Published on March 12th, 2013 | by Adrian Stevenson0
A look into the APIs in the field
(Image: Photo of men from the 2/5th Battalion Gloucestershire Regiment digging a trench, The Great War Archive, University of Oxford)
What Are These APIs Anyway?
My background is really that of a generic developer, so when I originally read the project brief and saw the word API, I was expecting some sort of programmatic interface accessed via a library like Microsoft’s .net or some other comprehensive API.
Of course, in the discovery context I quickly found that the ethos is more to expose resources to the web via HTTP and access them RESTfully or similar, so making use of the data which is out there boils down to crafting an HTTP GET request, firing it at a server, and then being prepared to read what comes back into your application, where you can do whatever you like with it.
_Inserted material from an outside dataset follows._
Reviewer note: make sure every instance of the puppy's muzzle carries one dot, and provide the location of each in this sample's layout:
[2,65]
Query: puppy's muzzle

I still had no idea what technologies existed — whether there were off-the-shelf providers, whether people had written their own APIs to fit with their metadata and world view, whether collections management software offered API features for publishing metadata to wider audiences, and so on. The phase one report mentioned that a lot of people had no API, and that some people were “developing” them, which to me implied in-house development, and that we might end up dealing with as many APIs as there are providers who have them! It was a relief when re-reading our project description to find “clear API access mechanisms and documented API standards” in our prioritisation matrix.
The other side of the coin was that our deliverable is our own aggregation API, and I was wondering whether this would entail us thinking up our own API syntax, or even whether or not it made sense to reuse an existing one.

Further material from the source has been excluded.